The “blind passenger acceptance policy” has clear relevance to the legal analysis of whether Uber drivers are employees or independent contractors. Take the D.C. Circuit’s highly restrictive test in FedEx Home Delivery where the court held that the animating question in independent contractor/employee cases is “whether the position presents the opportunities and risks inherent in entrepreneurialism.” Or, similarly, take the Restatement’s new definition:
[A]n individual renders services as an employee of an employer if  the employer  effectively prevents the individual from rendering those services as an independent businessperson.

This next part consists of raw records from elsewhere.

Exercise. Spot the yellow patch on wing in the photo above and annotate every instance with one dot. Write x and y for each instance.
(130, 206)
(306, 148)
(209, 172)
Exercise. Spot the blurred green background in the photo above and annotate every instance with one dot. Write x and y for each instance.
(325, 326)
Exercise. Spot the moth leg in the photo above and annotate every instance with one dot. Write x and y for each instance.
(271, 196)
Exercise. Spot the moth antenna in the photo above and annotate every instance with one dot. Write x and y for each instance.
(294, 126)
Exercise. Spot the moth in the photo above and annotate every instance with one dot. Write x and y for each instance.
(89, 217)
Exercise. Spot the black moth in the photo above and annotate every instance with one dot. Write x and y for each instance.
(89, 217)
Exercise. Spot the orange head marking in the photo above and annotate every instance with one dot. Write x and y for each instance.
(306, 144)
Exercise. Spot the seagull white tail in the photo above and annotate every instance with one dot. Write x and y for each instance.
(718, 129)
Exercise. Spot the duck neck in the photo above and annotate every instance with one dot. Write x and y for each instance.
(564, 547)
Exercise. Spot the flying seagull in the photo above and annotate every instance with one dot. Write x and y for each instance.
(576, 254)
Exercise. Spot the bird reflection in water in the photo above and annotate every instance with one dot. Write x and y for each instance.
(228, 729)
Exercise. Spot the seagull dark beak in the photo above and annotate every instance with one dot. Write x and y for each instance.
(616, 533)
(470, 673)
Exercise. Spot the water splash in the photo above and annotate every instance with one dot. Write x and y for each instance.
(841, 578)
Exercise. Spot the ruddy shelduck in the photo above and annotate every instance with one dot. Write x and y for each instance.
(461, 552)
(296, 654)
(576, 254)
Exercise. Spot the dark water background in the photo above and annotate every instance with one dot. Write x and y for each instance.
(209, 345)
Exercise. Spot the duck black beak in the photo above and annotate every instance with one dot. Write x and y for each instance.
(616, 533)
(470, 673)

The essence of both these prominent formulations is that an independent contractor is someone who can operate as an entrepreneur, or as an independent businessperson, would operate. Can we imagine any genuinely entrepreneurial or independent-business context in which the entrepreneur is prevented from knowing the essential details of the transaction before she decides whether to enter into it? To the contrary, the essence of independence is the ability to decide – based on relevant information – whether to engage in a business transaction. By depriving drivers of the ability to know a passenger’s destination, Uber prevents drivers from making an independent assessment of the ride proposed and thus from making a genuinely independent business judgment about accepting the ride. Uber thereby prevents the individual driver from rendering its services as an independent business person would.
More evidence of employee status, thanks to Rosenblat’s superb study.